Universo BDDd-234
Vampiros
El cumpleaños 666.
BillDip
-¡Bienvenidos al Samhain!, mis demonios y espíritus del más allá- Comenzó a hablar en lo alto mientras sostenía una copa de vino en su mano izquierda. Era una joven de cabellos rubios, delgada y ojos rojizos - Desde que el plano astral nos permitió el paso a esta tierra fértil llena de magia y energía, no hicimos más que fertilizarla y protegerla. Los humanos agradecidos hicieron un pacto con nuestras razas, afinando una era de paz y prosperidad entre nuestras especies.
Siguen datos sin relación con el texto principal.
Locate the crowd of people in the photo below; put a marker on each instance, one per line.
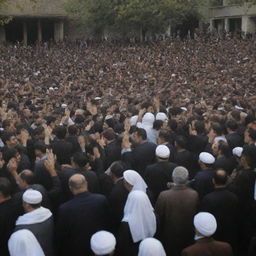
(131, 149)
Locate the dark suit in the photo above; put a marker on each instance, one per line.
(208, 247)
(202, 182)
(223, 204)
(157, 176)
(78, 220)
(141, 156)
(235, 140)
(117, 200)
(63, 150)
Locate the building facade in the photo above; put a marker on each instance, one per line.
(233, 18)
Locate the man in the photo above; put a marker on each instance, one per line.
(206, 225)
(61, 148)
(223, 204)
(37, 219)
(80, 218)
(175, 219)
(103, 243)
(159, 174)
(79, 164)
(142, 155)
(119, 193)
(202, 182)
(9, 212)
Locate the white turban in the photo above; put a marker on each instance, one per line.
(134, 179)
(139, 214)
(24, 243)
(206, 158)
(103, 242)
(32, 196)
(151, 247)
(205, 223)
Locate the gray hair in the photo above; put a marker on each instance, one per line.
(180, 175)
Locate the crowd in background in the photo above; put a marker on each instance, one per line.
(135, 139)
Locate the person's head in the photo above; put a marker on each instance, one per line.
(140, 135)
(231, 126)
(103, 243)
(60, 132)
(180, 175)
(205, 224)
(133, 181)
(40, 149)
(26, 179)
(248, 158)
(9, 139)
(162, 153)
(180, 142)
(151, 247)
(117, 169)
(220, 178)
(79, 160)
(5, 189)
(250, 136)
(163, 137)
(206, 160)
(77, 184)
(31, 200)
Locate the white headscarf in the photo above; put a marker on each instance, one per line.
(24, 243)
(139, 214)
(134, 179)
(151, 247)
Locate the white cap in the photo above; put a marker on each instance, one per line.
(206, 158)
(32, 196)
(205, 223)
(162, 151)
(237, 151)
(151, 247)
(133, 120)
(161, 116)
(103, 243)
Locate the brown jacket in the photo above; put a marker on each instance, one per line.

Nosotros hemos protegido sus débiles cuerpo y ellos, a cambio, nos celebran y adoran. - comenzó a narrar en voz alta, con la intención de que los diversos monstruos y entidades espirituales que se encontraban reunidos alrededor de una enorme fogata la escucharán - Desde entonces, año con año, los humanos de esta dimensión nos compensan con sus ofrendas materiales, satisfaciendo nuestra presencia ante el mundo terrenal - Los presentes aludieron de forma enérgica ante el comentario en forma de aprobación - Pero este año es especial. Este año, uno de nuestros demonios favoritos, cumple sus Seiscientos sesenta y seis años de existencia. Aplaudan a nuestro vampiro favorito ¡Bill Cipher!
La multitud aplaudió y celebro el nombre del demonio nombrado. Entre ellos se abrieron paso, con la intención de que el cumpleañero pasará al frente de todos, justo en el centro, cerca de la fogata.
El demonio alto, rubio, de tez blanquecina y orbes ambarinos, apareció con una sonrisa de oreja a oreja, mostrando sus alargados colmillos. Vestía una túnica blanca con diversas joyerías decorando su cuerpo y saludaba jovialmente a todos los seres que palmeaban su espalda al caminar entre ellos. Todos lo felicitaban con jovialidad.
-Como cada año, los humanos no se hacen menos con el regalo de tu natalicio - Le dijo en un tono juguetón la anfitriona de la fiesta, quien extendió su mano derecha hacia el rubio. Del centro de la palma de la mujer salió una esfera de luz que comenzó a flotar en su mano - Ellos dicen que feliz cumpleaños, Bill Cipher. - La esfera brilló con algo de intensidad. - y también dicen que disfrutes tu regalo.
Los sobrenaturales se abrieron paso con curiosidad, dejando pasar a un humano de cabellos castaños, alto, de tez clara, semidesnudo, con la piel marcada con varias runas antiguas, con los ojos nublados y la mirada perdida pero seria. Todos los presentes aplaudieron el "obsequio" del Cipher, alegando la belleza y la ofrenda del chico, el cual cargaba un plato de oro con diversas frutas y joyería fina. El caminar del castaño sé detuvo justo enfrente del vampiro. El rubio observó interesado al castaño que tenía enfrente, notando la no tan grande diferencia de altura entre ellos.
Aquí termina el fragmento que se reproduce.